In 1955, a group of community minded people determined that a need existed to provide quality symphonic music to the residents of the Jersey Shore and founded the Garden State Philharmonic Symphony Society.  It began with a dream, some musicians, and very little money.  Within a year there was an orchestra, a conductor, a regular schedule, and a bank debt guaranteed by members of the Board of Directors.  The credit for that vision goes to Morris Adler, Harry Duckworth, Ed Feiner, Jack Fellows, and Bud Lomell.  As a result of their dedication, the audience began to grow along with civic support and private donations.

The orchestra presented its first two seasons in Lakewood before moving to its first Toms River home in 1958.  The Orchestra for many years presented only a handful of concerts each season.

In 1959, the GSP began to expand on its commitment to the arts with the creation of the Music for Young People (MYP) — a cooperative effort between school music teachers and the GSP. Through comprehensive music education experiences including: hands-on workshops led by the Conductor and guest artists; live music assemblies led by GSP musicians; and educator materials for the classroom, young people learn about orchestral music, instruments, acoustics, historical and societal influences, concert etiquette, and how to make music in their own school. MYP culminates in free Young People’s Concert(s) performed at a public venue by the GSP, members of the GSPYO, and a chorus of student representatives from participating MYP schools.

Inspired by the success of the MYP, the GSP established the Youth Orchestras Program (GSPYO) in 1970. The GSPYO offers young instrumentalists from 6th grade to college freshmen the opportunity to study and perform more complex orchestral music beyond the ability of their school orchestras. Additionally, the GSP provides coaching, master classes, side-by-side performance opportunities with professionals, and, when possible, unique performances at prestigious venues like Carnegie Hall and Avery Fisher Hall.

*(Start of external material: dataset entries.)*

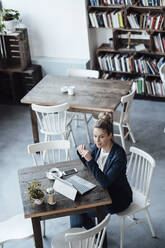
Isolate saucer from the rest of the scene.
[46,168,62,180]
[61,86,68,93]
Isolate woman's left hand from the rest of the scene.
[81,150,92,161]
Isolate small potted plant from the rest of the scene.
[1,9,20,32]
[28,181,45,205]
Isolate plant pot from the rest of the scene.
[3,20,16,33]
[31,198,45,205]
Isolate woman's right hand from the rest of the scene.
[77,144,86,156]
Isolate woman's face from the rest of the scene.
[93,127,112,148]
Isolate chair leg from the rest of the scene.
[145,209,156,238]
[119,126,126,150]
[127,123,136,143]
[68,124,76,147]
[74,114,78,127]
[84,114,91,144]
[42,220,46,238]
[120,218,125,248]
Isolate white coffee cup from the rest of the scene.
[68,86,75,96]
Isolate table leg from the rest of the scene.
[32,217,43,248]
[9,72,16,104]
[30,105,39,143]
[96,206,107,248]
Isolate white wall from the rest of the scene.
[2,0,89,61]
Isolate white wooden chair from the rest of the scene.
[118,147,155,248]
[27,140,70,166]
[159,64,165,133]
[0,213,33,248]
[51,214,110,248]
[27,140,70,237]
[67,69,99,144]
[113,91,136,150]
[31,103,76,146]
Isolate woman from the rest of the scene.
[70,113,132,229]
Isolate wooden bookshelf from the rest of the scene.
[86,0,165,101]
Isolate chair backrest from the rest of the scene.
[127,147,156,206]
[27,140,70,166]
[159,64,165,83]
[31,103,69,135]
[67,69,99,78]
[120,91,135,124]
[65,214,110,248]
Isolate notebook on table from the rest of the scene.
[67,175,96,195]
[53,175,96,201]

Recognizing that another music void existed at the Jersey Shore, the GSP inaugurated the MasterWorks Chorus in 1984. The Chorus allows the GSP to present repertoire not offered by orchestras elsewhere and also gives community Chorus members the opportunity to work side-by-side with professional musicians — an option that few community choirs are able to provide their members.

After a series of music directors and conductors, in the 2000-2001 season the baton was passed to Anthony LaGruth, who continues in his role as Artistic Director and Conductor to this day. Maestro LaGruth had been recognized for his prior work with the GSP as an independent artist. With such strong community roots and a history of partnerships and collaborations it is no surprise that in the 2005-2006 season, steps were taken to make the Philharmonic the Orchestra-in-Residence at Ocean County College.

Today, the Garden State Philharmonic and its professional orchestra present a rich season often comprised of a four to five-concert subscription series; at least one holiday concert alone or in partnership with other professional partners including the Atlantic City Ballet; a free Young People’s concert, which serves as the culmination to its Music for Young People School Residency Program; and a free Fourth of July Concert, thanks to the ongoing support of the New Jersey State Council on the Arts and the Ocean County Board of Chosen Freeholders, to name a few.  In an endless list of guest artists featured in the GSP’s history, audiences have been serenaded by such illustrious guest talents as Schlomo Mintz, Joseph Carter Brey, and Colin Carr. The GSP’s programs include classical compositions from known and lesser known composers throughout history, choral works, pops, and other forms of classically-inspired music. Committed to supporting not only the established masters, but the great composers of today, new compositions like Mahler Grooves, an orchestration and composition by Patrick Ippolito, and Frankenstein, a composition by Michael Shapiro to compliment the 1931 film by the same name, are specialty programs often factored into season programming.

Over the past half a century, the GSP has been recognized many times for its superlative artistic and educational programming. Among the recognitions awarded the GSP have been nominations for the 2011 New Jersey People’s Choice Award for Favorite Orchestra/Symphony and 2012 Ocean Happenings’ Best of the Jersey Shore in the category of music/bands.  In addition to the respect earned as a direct result of voting fans, the GSP’s history has included recognitions by the National Endowment for the Arts for its contribution to the American Masterpieces Initiative, designed to acquaint Americans with the best of their cultural and artistic legacy. The GSP was also one of the first orchestras selected to participate in the creation and presentation of Ford Made in America, a collaboration of orchestras from across the nation. This experience allowed the GSP to play a pivotal role in the premiere of a new work by Joan Tower, Made in America, which has since earned multiple Grammy Awards.